The Bureau of Steam Engineering was a bureau of the United States Navy, created by the act of 5 July 1862, receiving some of the duties of the former Bureau of Construction, Equipment and Repair. It became, by the Naval Appropriation Act of 4 June 1920, the Bureau of Engineering (BuEng). In 1940 it combined with the Bureau of Construction and Repair (BuC&R) and became the Bureau of Ships (BuShips).

== Historical background ==
"Engineering, both in operating the shipboard machinery and in the design and construction of ships, became critically important with the outbreak of the Civil War. The Navy had to blockade a ‘coastline stretching over 3,000 miles from the Potomac to the Mexican border. It had to support the Army on the rivers; it had to search out and destroy Confederate raiders.
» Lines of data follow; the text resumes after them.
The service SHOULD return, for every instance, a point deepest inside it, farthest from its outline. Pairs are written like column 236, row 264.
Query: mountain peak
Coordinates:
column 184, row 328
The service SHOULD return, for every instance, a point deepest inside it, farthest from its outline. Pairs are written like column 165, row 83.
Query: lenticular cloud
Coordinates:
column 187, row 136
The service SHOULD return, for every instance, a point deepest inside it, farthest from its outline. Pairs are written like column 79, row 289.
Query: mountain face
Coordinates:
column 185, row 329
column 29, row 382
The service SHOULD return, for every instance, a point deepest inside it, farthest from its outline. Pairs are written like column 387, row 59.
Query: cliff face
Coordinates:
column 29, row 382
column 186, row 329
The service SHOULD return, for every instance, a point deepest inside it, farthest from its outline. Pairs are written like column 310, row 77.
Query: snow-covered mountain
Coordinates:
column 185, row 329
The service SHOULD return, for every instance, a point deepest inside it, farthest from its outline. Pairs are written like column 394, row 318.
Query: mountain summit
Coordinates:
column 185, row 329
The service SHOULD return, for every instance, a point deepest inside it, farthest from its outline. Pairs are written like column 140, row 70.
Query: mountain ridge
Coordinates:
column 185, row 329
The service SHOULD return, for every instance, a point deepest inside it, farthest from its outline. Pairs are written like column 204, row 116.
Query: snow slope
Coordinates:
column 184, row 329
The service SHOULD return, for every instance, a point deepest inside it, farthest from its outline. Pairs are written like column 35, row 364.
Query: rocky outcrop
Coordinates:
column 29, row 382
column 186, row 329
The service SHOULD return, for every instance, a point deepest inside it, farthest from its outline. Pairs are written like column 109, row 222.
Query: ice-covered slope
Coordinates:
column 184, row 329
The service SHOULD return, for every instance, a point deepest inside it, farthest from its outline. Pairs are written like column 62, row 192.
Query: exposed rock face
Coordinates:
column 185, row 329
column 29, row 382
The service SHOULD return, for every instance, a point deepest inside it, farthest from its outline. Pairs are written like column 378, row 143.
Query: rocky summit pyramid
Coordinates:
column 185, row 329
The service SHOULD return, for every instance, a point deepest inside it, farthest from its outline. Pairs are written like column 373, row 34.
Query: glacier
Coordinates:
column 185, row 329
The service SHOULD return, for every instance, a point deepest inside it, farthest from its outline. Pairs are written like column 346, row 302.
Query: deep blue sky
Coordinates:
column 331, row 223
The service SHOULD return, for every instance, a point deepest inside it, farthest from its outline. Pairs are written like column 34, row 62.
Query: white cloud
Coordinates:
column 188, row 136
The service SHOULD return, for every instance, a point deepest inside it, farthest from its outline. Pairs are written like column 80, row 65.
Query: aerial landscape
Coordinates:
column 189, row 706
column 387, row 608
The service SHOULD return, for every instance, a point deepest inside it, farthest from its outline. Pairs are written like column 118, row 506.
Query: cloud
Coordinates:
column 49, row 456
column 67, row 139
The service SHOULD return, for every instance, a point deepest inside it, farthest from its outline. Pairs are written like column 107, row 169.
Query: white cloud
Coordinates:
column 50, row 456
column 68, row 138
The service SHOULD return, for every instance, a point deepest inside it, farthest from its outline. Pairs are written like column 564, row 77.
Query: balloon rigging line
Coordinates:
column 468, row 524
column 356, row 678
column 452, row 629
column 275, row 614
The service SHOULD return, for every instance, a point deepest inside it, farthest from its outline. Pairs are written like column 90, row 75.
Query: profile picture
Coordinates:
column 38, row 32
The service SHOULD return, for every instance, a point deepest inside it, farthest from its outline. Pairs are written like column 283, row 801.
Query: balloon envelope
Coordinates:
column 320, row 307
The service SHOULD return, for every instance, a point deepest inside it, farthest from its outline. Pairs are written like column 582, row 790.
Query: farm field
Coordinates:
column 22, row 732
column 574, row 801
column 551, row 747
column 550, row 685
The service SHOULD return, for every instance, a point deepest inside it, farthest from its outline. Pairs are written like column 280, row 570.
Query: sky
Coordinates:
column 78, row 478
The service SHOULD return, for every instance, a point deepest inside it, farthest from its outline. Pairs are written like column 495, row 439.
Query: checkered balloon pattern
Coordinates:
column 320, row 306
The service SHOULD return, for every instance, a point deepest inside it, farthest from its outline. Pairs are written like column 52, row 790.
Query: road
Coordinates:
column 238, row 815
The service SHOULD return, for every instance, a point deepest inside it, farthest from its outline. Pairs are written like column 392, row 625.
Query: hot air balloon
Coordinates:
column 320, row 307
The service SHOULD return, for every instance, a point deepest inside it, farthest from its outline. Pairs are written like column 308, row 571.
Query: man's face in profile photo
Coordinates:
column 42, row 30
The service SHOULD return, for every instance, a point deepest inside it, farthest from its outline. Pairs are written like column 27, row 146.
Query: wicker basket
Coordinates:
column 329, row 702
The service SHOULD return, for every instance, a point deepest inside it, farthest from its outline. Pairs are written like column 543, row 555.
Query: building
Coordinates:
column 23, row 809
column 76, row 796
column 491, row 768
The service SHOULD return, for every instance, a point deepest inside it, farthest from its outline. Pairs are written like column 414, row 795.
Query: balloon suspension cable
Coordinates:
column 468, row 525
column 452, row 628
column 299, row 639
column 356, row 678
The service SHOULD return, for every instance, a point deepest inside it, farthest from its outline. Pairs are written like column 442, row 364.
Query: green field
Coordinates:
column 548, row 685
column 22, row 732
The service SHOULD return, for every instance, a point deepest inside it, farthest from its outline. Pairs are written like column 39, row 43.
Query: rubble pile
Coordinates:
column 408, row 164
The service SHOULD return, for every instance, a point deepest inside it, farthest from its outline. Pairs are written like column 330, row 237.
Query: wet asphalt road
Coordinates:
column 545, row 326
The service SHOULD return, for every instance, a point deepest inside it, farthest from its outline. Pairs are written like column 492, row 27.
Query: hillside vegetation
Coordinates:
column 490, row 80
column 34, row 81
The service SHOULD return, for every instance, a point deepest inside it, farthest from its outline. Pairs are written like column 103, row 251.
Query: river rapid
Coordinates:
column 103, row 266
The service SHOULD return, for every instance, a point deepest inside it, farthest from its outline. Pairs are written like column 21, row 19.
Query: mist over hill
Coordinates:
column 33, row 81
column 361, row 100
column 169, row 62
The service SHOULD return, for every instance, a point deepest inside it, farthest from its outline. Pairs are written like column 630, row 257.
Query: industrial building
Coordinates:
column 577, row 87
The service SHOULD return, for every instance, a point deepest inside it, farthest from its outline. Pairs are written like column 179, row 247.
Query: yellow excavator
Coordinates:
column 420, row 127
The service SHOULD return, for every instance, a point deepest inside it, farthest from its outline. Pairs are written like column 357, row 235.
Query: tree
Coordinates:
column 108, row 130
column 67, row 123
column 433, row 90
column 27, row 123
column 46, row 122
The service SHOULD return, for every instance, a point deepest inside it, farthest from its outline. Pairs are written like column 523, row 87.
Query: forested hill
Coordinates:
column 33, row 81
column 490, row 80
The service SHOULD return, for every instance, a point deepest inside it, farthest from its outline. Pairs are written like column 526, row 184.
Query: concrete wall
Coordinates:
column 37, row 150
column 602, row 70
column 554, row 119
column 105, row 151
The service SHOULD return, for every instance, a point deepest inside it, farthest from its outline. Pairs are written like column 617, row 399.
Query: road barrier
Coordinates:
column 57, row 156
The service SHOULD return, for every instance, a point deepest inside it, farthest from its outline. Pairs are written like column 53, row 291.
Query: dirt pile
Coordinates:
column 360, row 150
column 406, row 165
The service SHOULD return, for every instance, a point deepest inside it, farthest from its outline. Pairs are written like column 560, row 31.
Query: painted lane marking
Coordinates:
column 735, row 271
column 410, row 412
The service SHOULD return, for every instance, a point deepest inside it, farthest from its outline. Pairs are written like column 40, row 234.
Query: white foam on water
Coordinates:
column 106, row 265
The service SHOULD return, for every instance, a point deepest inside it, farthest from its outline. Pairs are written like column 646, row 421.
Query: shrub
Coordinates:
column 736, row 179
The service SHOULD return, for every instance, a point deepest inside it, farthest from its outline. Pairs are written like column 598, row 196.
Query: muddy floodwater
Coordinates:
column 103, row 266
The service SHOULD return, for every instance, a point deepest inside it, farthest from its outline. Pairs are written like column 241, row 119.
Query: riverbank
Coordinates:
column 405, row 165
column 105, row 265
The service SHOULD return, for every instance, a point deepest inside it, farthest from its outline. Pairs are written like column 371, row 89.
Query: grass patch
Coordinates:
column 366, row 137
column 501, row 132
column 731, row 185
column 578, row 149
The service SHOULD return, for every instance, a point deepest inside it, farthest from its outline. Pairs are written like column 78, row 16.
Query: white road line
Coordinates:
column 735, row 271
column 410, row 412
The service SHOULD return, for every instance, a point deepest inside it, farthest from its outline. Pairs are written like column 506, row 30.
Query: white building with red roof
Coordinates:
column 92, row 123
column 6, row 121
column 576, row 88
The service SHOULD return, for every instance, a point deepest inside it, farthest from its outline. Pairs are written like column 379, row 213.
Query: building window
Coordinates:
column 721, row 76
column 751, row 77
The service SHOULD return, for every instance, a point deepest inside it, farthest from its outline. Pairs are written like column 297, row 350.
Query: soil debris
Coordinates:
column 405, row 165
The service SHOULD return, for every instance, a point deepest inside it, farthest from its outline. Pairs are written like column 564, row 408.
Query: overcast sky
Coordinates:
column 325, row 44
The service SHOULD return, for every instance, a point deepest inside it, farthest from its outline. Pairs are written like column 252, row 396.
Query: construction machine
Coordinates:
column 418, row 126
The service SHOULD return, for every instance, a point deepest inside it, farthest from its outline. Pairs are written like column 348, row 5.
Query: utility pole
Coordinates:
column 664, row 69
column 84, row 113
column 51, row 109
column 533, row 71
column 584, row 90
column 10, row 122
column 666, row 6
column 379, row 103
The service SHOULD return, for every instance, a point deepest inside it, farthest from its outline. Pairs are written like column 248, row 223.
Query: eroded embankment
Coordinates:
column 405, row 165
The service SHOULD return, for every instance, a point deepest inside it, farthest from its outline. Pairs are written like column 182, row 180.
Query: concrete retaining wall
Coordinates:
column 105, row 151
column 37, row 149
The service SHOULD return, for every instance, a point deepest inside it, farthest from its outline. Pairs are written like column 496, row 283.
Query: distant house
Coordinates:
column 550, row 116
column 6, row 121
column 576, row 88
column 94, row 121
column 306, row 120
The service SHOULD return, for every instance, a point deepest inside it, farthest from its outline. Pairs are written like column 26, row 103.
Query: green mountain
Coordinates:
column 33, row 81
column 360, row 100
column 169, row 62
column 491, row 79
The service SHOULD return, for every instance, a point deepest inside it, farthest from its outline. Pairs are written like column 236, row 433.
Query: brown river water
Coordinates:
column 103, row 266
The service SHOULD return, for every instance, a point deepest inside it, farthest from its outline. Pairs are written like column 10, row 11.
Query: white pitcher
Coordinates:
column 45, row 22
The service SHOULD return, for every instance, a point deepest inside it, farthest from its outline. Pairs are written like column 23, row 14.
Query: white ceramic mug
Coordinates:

For all these purposes, the steam engine and the engineer were indispensable. On the day of battle, steam engines drove the Monitor and the Merrimack, the Kearsarge and the Alabama, as well as the gunboats which supported Grant before Fort Donelson and Vicksburg. In 1862, Congress recognized the importance of engineering by creating the Bureau of Steam Engineering.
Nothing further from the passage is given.